Kam McLeod, 19, and Bryer Schmegelsky, 18, both of Port Alberni, had been on the run after they were declared suspects in the deaths of 64-year-old Leonard Dyck, a botany lecturer at UBC, and tourist couple Chynna Deese, 24, of North Carolina, and Lucas Fowler, 24, of Australia.
Two guns were found with the bodies, Roberts added. Forensic analysis is underway to confirm whether they’re the same weapons used in the northern B.C. killings.
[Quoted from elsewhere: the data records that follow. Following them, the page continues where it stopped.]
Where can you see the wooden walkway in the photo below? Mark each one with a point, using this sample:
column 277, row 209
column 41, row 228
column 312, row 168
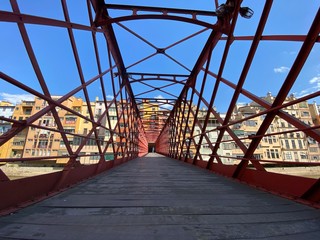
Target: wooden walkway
column 159, row 198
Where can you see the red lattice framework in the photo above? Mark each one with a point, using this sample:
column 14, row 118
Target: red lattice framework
column 175, row 135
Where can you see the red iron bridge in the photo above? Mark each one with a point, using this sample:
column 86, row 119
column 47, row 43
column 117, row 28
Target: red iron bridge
column 147, row 121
Dyck’s body was discovered near a highway pullout near Dease Lake on July 19, close to a torched vehicle that police said McLeod and Schmegelsky had been driving. Their families said they left Port Alberni to look for work in the Yukon. The pair had been charged with second-degree murder in Dyck’s death.
Deese and Fowler were found shot to death on Highway 97 near Liard Hot Springs on July 15.
The fugitives had been dead for multiple days by the time they were found, Roberts said, but the exact time of death is not clear. It does appear, however, that they had been alive for a few days since the last confirmed sighting of them near Gillam, Man., on July 22.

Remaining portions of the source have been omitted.